Ma se la partenza fu in salita, il Giulio Cesare e il Duilio si rivelarono presto due campioni di razza. Tutto era stato ripensato per dare un taglio netto con i compromessi del passato e poter affrontare la sfida attraverso l’Atlantico a testa alta. Intanto, le dimensioni: 24.400 tonnellate per quasi 200 metri di lunghezza. La velocità era superiore a 20 nodi e consentiva di coprire la distanza tra Genova e New York in 8 giorni e 20 ore. Entrambi furono progettati dal grande architetto navale Garelli, che insieme a tanti altri (primo fra tutti il giovanissimo triestino Costanzi, geniale studioso della “sella d’onda”) furono gli artefici del successo della nostra cantieristica, inaugurando una scuola invidiata e imitata in tutto il mondo. La prima classe – di lusso – era disposta su sei ponti per un totale di 257 posti: nessuna cabina interna, nessun letto sovrapposto, sala per esercizi fisici, ponte passeggiata, salone da pranzo, grande salone delle feste, sale di scrittura e di lettura, sale per bambini. Anche la seconda e la terza classe erano state rivoluzionate, con ampi spazi comuni e cabine separate. Gli interni erano spettacolari, ricchi di stucchi, decorazioni e arredamenti strepitosi che avrebbero fatto scuola nel mondo intero. Fonti giornalistiche dell’epoca così descrivono, per esempio, il vestibolo: “Completamente in quercia stile Luigi XVI, di 18 metri per 13, con un’altezza al centro di 7 metri e alle pareti preziosi arazzi di disegno italiano, con una parete occupata da una grande fontana marmorea, con un’abbondanza di splendidi mobili, esempio di inarrivabile eleganza e bellezza”. Il cronista del Corriere Mercantile a bordo del Giulio Cesare nel 1922 osservava estasiato: “Visitare la classe di lusso è una cosa piacevolissima ma si rimane perplessi dinanzi all’ampiezza e allo sfarzo, ampiezza che costa tesori, se si riflette che si è su un bastimento, sfarzo che in via assoluta raggiunge e supera quello di qualsiasi principesco palazzo”. E concludeva domandandosi perché “la stessa Navigazione generale abbia potuto tanto discutere sull’opportunità del lusso: i viaggiatori lo vogliono e amano pagarlo”. Il Giulio Cesare e il Duilio, che erano costati 100 milioni di lire ciascuno, ebbero un grande successo sulla linea nordamericana sino al 1927, quando vennero sostituiti dal Roma e dall’Augustus e poterono finalmente servire la rotta verso il Plata per la quale erano stati pensati e costruiti.
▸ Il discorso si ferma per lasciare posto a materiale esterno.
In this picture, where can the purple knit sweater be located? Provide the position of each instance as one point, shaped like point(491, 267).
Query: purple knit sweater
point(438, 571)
Passati al Lloyd Triestino, dopo i lavori del 1932, videro il loro scafo dipinto di bianco: era iniziata la grande stagione delle navi bianche, sinonimo di freschezza e spensierata vacanza, geniale intuizione evocativa della crociera in alto mare. Quasi contemporaneamente era stata varata un’altra coppia di gemelli, frutto di un ramo parallelo della grande famiglia dell’armamento italiano.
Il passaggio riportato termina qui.